Archives mensuelles : juillet 2011

Dix-neuf | sur | Quatre-vingt-dix-neuf : Fiction

En transit tram puis train vers Orléans où se déroule, au 108labomedia, le stage « Ce qu’Internet change au récit du monde », de François Bon, pour Livre au centre, & me raccrochant, via les flux, avec retard, aux réalités arpentées là-bas cette matinée, je me décroche de celles -qui me font chaque fois papier de verre, frottements récurrents, de ma séance d’atelier d’écriture en prison. Deux flux inverses qui communiquent, via cette contrainte géniale et simple proposée par François en atelier à Labomedia : faire fiction brève dans la case à propos de son blog (d’un blog monté spécialement pour l’occasion, d’un où transcrire l’expérience et les textes de ces deux jours de stage).

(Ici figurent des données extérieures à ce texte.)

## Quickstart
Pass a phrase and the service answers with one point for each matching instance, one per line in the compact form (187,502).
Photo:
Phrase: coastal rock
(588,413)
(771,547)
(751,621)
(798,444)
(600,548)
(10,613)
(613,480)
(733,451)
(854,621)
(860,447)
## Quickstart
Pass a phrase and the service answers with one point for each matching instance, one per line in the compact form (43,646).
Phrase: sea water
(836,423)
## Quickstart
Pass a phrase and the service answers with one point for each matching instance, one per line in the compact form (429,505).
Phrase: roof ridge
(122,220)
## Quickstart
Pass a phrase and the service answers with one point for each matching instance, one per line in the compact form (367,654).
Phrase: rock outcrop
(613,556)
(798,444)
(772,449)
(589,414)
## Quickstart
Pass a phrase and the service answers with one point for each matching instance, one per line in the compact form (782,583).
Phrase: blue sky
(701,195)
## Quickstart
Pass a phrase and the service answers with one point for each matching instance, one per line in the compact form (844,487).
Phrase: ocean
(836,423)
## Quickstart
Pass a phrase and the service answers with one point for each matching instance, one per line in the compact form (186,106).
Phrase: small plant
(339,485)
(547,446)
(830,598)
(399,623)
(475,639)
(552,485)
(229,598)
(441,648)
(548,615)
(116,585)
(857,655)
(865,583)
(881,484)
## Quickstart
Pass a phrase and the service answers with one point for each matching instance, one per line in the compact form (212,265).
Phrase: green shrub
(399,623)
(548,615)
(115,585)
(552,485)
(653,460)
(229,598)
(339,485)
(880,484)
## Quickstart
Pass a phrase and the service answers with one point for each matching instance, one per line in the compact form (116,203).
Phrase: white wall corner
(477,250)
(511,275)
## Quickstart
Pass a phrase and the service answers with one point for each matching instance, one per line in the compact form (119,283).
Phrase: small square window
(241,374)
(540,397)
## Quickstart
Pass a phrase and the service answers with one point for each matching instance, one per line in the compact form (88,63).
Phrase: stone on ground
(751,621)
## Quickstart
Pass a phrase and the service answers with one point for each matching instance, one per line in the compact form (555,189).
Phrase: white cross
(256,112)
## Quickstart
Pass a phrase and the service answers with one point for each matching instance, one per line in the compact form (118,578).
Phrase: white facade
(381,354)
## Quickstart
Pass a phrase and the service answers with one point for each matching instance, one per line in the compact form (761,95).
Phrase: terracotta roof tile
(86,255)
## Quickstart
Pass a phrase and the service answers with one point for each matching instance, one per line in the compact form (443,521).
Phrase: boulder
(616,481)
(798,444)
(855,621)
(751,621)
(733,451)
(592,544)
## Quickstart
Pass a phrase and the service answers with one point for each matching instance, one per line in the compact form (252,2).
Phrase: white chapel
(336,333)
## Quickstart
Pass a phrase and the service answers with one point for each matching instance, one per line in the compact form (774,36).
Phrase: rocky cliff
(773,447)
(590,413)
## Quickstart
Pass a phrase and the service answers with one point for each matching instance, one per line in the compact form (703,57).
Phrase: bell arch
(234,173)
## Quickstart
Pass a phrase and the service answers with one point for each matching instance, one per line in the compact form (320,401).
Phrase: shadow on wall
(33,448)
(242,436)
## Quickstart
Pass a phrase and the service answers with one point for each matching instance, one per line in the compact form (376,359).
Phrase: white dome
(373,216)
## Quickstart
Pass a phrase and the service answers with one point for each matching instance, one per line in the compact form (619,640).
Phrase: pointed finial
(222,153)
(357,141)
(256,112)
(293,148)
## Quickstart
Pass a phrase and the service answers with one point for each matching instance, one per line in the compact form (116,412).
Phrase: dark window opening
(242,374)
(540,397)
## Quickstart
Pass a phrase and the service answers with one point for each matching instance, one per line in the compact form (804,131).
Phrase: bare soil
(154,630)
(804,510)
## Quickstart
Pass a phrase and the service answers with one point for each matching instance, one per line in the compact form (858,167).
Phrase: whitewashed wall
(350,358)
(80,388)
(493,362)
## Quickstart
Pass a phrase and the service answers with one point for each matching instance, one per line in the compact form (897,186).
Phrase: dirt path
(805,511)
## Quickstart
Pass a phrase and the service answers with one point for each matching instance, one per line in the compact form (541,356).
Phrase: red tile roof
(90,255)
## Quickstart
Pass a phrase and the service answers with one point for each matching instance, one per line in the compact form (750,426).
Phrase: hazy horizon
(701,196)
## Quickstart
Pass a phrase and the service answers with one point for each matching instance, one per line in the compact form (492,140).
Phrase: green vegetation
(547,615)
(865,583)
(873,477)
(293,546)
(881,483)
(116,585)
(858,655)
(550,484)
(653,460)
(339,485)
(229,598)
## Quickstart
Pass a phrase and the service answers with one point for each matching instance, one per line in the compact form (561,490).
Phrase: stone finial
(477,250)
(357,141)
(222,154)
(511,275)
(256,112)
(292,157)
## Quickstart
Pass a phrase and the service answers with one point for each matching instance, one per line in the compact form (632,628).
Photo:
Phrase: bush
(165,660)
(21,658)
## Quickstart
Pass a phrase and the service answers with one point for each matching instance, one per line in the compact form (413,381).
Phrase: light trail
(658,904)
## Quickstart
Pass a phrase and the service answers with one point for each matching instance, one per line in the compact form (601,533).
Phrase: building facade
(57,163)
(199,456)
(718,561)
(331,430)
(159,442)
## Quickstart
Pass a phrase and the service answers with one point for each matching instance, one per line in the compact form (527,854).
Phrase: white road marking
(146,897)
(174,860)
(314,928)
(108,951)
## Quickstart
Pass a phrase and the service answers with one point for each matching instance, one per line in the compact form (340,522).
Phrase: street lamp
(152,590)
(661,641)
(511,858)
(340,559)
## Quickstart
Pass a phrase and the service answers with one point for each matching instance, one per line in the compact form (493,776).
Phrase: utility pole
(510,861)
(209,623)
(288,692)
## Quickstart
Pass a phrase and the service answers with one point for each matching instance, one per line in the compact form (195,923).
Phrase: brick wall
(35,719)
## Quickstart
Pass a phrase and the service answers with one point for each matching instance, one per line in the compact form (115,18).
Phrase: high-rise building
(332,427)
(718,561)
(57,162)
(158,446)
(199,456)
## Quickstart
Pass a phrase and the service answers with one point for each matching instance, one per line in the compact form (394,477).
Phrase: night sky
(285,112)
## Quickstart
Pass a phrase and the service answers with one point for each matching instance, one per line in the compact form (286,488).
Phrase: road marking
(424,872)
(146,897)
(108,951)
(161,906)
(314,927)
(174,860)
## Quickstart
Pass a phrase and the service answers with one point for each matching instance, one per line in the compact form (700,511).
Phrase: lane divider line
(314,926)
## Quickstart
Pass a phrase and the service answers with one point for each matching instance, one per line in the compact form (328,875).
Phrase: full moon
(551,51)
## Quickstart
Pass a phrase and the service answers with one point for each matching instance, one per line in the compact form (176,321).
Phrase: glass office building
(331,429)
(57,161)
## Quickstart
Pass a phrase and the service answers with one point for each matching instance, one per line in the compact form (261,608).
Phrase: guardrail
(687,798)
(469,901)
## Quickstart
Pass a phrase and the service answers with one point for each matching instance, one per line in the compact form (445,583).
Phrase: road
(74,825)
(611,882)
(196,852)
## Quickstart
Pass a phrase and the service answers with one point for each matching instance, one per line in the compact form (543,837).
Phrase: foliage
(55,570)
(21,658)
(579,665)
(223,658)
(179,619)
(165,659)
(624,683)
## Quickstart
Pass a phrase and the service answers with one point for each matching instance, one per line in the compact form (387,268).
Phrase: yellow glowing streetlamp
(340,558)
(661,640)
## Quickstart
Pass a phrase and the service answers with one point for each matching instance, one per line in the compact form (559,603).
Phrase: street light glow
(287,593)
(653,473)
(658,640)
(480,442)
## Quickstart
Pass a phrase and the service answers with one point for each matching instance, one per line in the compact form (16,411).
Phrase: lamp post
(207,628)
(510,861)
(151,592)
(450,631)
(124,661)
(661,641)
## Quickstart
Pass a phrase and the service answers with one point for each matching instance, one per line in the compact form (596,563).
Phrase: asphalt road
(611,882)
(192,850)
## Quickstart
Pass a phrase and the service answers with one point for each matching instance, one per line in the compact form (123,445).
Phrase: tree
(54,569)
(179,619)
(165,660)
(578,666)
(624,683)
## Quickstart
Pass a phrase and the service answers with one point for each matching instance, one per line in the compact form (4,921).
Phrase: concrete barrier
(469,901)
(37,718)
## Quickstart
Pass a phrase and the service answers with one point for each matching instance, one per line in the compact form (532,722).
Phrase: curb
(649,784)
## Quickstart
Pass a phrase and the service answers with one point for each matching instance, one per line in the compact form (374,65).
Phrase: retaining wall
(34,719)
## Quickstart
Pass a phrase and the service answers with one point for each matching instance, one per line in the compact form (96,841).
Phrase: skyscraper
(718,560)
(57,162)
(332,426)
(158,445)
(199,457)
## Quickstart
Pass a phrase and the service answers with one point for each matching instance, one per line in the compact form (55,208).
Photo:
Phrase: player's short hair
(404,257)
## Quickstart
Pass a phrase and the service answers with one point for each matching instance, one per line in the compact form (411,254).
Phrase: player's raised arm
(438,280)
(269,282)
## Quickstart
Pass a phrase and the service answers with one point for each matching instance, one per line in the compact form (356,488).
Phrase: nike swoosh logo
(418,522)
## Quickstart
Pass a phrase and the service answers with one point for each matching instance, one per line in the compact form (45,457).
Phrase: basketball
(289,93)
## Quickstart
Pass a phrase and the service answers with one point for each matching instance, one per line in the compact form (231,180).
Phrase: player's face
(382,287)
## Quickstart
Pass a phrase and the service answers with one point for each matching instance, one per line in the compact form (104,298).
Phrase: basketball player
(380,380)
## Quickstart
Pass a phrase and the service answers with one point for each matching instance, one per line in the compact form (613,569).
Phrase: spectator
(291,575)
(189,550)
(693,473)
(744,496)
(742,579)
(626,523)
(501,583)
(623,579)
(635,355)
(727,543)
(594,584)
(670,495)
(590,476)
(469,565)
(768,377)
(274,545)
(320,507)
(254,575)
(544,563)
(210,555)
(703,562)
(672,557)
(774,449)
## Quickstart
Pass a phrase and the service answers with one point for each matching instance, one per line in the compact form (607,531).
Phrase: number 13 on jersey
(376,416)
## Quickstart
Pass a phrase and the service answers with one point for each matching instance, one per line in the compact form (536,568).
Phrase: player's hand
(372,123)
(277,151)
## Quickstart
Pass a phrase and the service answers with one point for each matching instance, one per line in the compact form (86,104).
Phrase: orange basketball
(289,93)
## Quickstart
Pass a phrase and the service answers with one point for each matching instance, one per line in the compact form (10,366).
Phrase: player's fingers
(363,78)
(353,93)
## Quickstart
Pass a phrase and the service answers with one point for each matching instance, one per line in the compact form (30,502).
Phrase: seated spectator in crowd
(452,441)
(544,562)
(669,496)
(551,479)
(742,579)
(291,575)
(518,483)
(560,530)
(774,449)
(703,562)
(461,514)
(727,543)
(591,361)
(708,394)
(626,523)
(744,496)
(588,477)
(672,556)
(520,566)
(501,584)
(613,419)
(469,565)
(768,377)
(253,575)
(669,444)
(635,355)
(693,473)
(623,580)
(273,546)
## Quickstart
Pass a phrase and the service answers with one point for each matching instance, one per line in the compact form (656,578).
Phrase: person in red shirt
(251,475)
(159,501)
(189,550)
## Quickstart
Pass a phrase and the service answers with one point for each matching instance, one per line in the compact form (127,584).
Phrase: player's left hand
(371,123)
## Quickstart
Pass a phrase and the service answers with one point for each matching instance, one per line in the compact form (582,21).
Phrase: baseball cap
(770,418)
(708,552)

Je m’y colle sitôt mais sitôt forces de reflux, celles de la barrière fiction, ce matin en atelier – de la difficulté à produire récit en marche d’une marche rêvée, puis panorama, poème-paysage. De leur entrave, de leur rétivité, ancrée lourd, à l’imaginaire – leur redire alors que ça se produit, se fabrique, de l’imagination, c’est possible, que les mots nous servent tant à transcrire du réel qu’à le tordre, justement. S’échiner un peu, ce cap on sait on le sent, tangible, est important – & quelque chose passe, de l’énergie aussi qu’on y met, le quart d’heure de silence qui suit nous aide à le croire – car la séance avait été jusque là tendue [effet été en taule bruit de travaux dans la cour, etc].

Les textes lus ensuite, pour partie hors consigne (mais prolongeant, creusant, pour certains, la consigne précédente, si ça creuse c’est déjà largement ça), sont écoutés en grand calme : ils disent du paysage, grand et calme, non exempt de vernis carte postale, mais voient panoramique, au-delà de ce qu’elles supposaient possible. Les mots peuvent, leur répété-je, servez-vous en.